Plus le modèle est complexe, et plus il sera capable de résoudre des problèmes complexes. La fonction f(x) = ax+b ne peut pas apprendre à conduire. Logique.
Il est évident qu'il est plus facile et plus rapide de calibrer un modèle simple qu'un modèle complexe.
Le deep learning est simplement un buzzword qui désigne la capacité (relativement récente, tant au niveau des algorithmes disponibles qu'à la puissance de calcul) à entraîner des modèles très complexes.
En gros, si vous voulez ajouter +20% à votre salaire, remplacez machine learning par deep learning sur votre CV.
« Et les réseaux de neurones, c'est quoi ? »
Un réseau de neurone est simplement une abstraction intéressante qui permet d'imaginer et de représenter simplement des fonctions très complexes.
Par exemple, ceci :
Est une manière agréable de représenter la fonction :
h(x) = g(W7 * g(W1 * x1 + W4 * x2) + W8 * g(W2 * x1 + W5 * x2) + W9 * g(W3 * x1 + W6 * x2))
Avec g(x) = 1 / (1 + exp(-x))
Et W1, W2… les fameux paramètres à calculer.
Je vous laisse imaginer avec quelques milliers, voire millions de neurones.
Au secours, les machines vont prendre le contrôle !
Les réseaux de neurones et le deep learning vont-ils prendre le contrôle de l'humanité ?
Ce n'est pas demain la veille. Un modèle, aussi complexe soit-il, n'est pas intelligent, et reste une pure fonction mathématique, non un être doué de raison et de conscience.

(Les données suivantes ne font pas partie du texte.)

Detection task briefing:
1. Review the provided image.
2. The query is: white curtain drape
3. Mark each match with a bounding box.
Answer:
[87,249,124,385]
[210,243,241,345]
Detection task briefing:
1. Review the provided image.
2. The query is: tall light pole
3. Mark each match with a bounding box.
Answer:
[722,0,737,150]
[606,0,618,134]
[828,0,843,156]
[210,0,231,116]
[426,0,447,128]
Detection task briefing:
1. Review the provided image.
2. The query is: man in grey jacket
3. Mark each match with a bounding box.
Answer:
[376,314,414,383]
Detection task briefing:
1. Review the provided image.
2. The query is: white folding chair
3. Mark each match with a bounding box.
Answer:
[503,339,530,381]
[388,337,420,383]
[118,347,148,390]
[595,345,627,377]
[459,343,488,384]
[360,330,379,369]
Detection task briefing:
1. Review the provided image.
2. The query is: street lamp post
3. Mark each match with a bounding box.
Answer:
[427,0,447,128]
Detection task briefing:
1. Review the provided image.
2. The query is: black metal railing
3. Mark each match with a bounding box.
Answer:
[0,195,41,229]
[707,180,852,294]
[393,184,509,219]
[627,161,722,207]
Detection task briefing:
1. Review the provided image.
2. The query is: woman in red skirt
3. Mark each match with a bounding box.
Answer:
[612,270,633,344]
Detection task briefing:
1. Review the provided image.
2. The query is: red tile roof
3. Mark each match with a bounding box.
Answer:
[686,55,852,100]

En revanche, il est toujours perturbant de constater à quel point un modèle constitué de l'imbrication d'à peine quelques milliers de neurones est capable d'exceller à des tâches qui nous paraissaient jusque là insurmontables, e.g la reconnaissance de l'écriture humaine.
Bref
Pas grand choses de concret dans ce billet bourré d'inexactitudes et d'approximation, mais j'espère avoir apporté quelques éclaircissement sur les concepts de base du machine learning.